En outre, le régime de financement public des partis politiques que l'establishment considère comme des prétendants au pouvoir est un stratagème pour que l'ordre du jour des riches et des puissants soit imposé au corps politique par ces partis et par la couverture médiatique, y compris par ce qu'on appelle les débats des chefs. Dire que ces prétendants à l'establishment font un travail d'organisation politique alors que leur rôle est de priver l'électorat de pouvoir est une blague de mauvais goût. Ils ne jouent aucun rôle dans la politisation de l'électorat et n'informent pas l'électorat des problèmes auxquels la société est confrontée pour les mobiliser dans la solution de ces problèmes. La division de la société entre ceux qui gouvernent et ceux qui sont gouvernés fait en sorte que les citoyens sont marginalisés et réduits à celui d'électeurs dont la seule tâche est de mettre un de ces partis dans une position où il peut former un gouvernement de parti. Tout le cirque est organisé pour s'assurer que celui qui gagne semble avoir acquis le consentement des gouvernés. Tout le pouvoir de décision leur revient et ils ne représentent pas le peuple mais le souverain qui, dans le cas de l'Ontario, est la reine d'Angleterre en tant que façade d'affaires pour les intérêts privés des plus puissants du monde.

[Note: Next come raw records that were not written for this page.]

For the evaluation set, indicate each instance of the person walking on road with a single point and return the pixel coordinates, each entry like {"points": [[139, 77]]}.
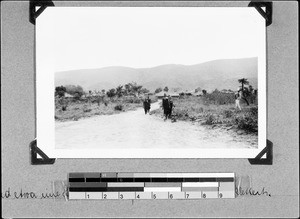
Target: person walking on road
{"points": [[166, 106], [171, 105], [147, 104], [238, 97]]}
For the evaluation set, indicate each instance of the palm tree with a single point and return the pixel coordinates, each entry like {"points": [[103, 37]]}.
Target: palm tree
{"points": [[243, 81]]}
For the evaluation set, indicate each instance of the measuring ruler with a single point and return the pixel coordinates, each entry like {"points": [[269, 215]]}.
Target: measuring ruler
{"points": [[136, 186]]}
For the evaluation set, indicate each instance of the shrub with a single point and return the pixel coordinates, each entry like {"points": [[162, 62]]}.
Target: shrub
{"points": [[87, 110], [228, 113], [119, 107], [209, 119], [248, 121]]}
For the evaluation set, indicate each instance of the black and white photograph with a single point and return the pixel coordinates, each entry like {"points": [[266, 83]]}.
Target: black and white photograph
{"points": [[151, 82]]}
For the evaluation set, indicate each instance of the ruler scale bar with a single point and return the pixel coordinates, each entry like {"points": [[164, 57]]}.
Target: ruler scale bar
{"points": [[129, 186]]}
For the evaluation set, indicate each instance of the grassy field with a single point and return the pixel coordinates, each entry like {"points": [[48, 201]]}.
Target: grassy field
{"points": [[211, 114], [71, 109]]}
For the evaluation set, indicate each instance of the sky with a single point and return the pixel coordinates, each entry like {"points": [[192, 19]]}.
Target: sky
{"points": [[140, 37]]}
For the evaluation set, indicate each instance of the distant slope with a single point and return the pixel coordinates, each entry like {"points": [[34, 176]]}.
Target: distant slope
{"points": [[220, 74]]}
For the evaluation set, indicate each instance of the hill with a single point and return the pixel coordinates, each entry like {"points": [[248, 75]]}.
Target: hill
{"points": [[220, 74]]}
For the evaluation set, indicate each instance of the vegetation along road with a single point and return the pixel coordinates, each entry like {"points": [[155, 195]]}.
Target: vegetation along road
{"points": [[134, 129]]}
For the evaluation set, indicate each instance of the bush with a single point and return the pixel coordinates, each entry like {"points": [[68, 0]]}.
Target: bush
{"points": [[248, 121], [228, 113], [210, 118], [87, 110], [119, 107]]}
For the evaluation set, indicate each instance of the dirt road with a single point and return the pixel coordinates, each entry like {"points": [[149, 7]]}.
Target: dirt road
{"points": [[134, 129]]}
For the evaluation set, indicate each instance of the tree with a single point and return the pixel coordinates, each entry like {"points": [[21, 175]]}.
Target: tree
{"points": [[111, 93], [144, 90], [198, 89], [60, 91], [119, 91], [76, 91], [157, 90], [243, 81]]}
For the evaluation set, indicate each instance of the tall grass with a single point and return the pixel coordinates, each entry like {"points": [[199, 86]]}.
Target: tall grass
{"points": [[210, 113]]}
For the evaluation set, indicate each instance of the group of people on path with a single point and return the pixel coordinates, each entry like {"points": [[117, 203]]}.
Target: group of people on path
{"points": [[167, 105], [147, 104], [239, 95]]}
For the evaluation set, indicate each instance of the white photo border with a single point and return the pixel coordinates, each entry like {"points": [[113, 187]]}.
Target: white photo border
{"points": [[45, 124]]}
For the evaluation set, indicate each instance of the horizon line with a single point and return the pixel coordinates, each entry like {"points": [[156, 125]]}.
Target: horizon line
{"points": [[110, 66]]}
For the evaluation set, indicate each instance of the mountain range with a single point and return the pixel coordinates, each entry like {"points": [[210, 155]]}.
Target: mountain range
{"points": [[218, 74]]}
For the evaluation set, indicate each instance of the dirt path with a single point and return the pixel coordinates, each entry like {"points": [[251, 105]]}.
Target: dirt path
{"points": [[134, 129]]}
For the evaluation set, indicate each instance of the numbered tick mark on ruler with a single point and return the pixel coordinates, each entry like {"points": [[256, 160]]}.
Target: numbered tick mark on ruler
{"points": [[155, 186]]}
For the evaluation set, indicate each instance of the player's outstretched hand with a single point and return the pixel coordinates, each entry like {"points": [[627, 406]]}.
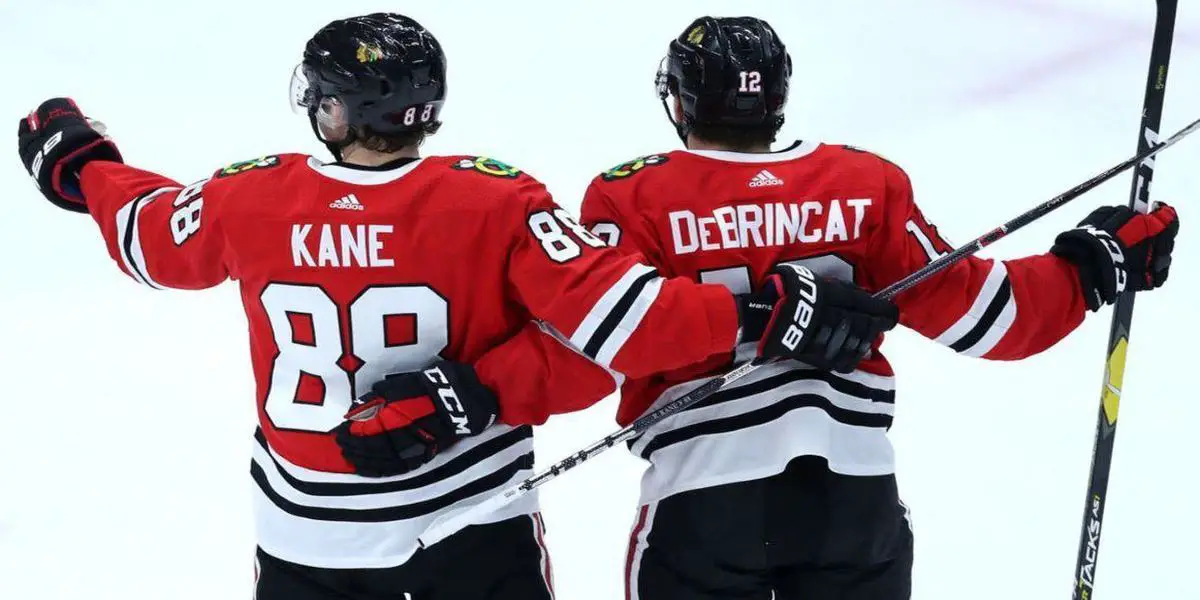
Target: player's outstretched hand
{"points": [[1117, 249], [55, 141], [826, 323], [408, 418]]}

Le produit intérieur brut (PIB) de l'Ontario représente 40 % du PIB du Canada. Ce n'est pas rien. Qui exerce le pouvoir de décision est une décision que les riches ne vont pas laisser au hasard. Penser autrement, c'est être naïf, c'est le moins qu'on puisse dire.

Une approche moderne du financement des élections requiert qu'on mette fin à tous les fonds qui maintiennent le pouvoir et les privilèges des partis politiques de l'establishment. Au lieu de financer les partis politiques et les candidats individuels, les fonds publics devraient être utilisés par une autorité publique chargée de financer le processus afin de garantir le droit d'élire et d'être élu. L'autorité devrait garantir le droit à un vote éclairé et créer des conditions permettant aux électeurs d'exprimer leurs préoccupations et de discuter des solutions aux problèmes. Les candidats qui travaillent à la mise en oeuvre de ces solutions pourraient être choisis par les électeurs parmi leurs pairs. Les partis politiques devraient fonder leurs campagnes sur des fonds recueillis uniquement par leurs propres membres et supporters et par leurs activités. Sont-ils capables de mobiliser leurs membres et supporters pour parvenir à être élus sans la myriade d'avantages injustes dont ils jouissent maintenant ? L'idée même qu'en les élisant, ceux qui votent pour eux vont en tirer quelque chose pour eux-mêmes est corrompue et encourage la corruption ! Il faut instaurer un processus électoral administré publiquement où les partis politiques et les candidats ont des chances égales de succès. Le simple fait qu'un parti ou un candidat politique ait accès à des donateurs fortunés, en particulier des fonds publics, ne devrait pas déterminer leur statut politique.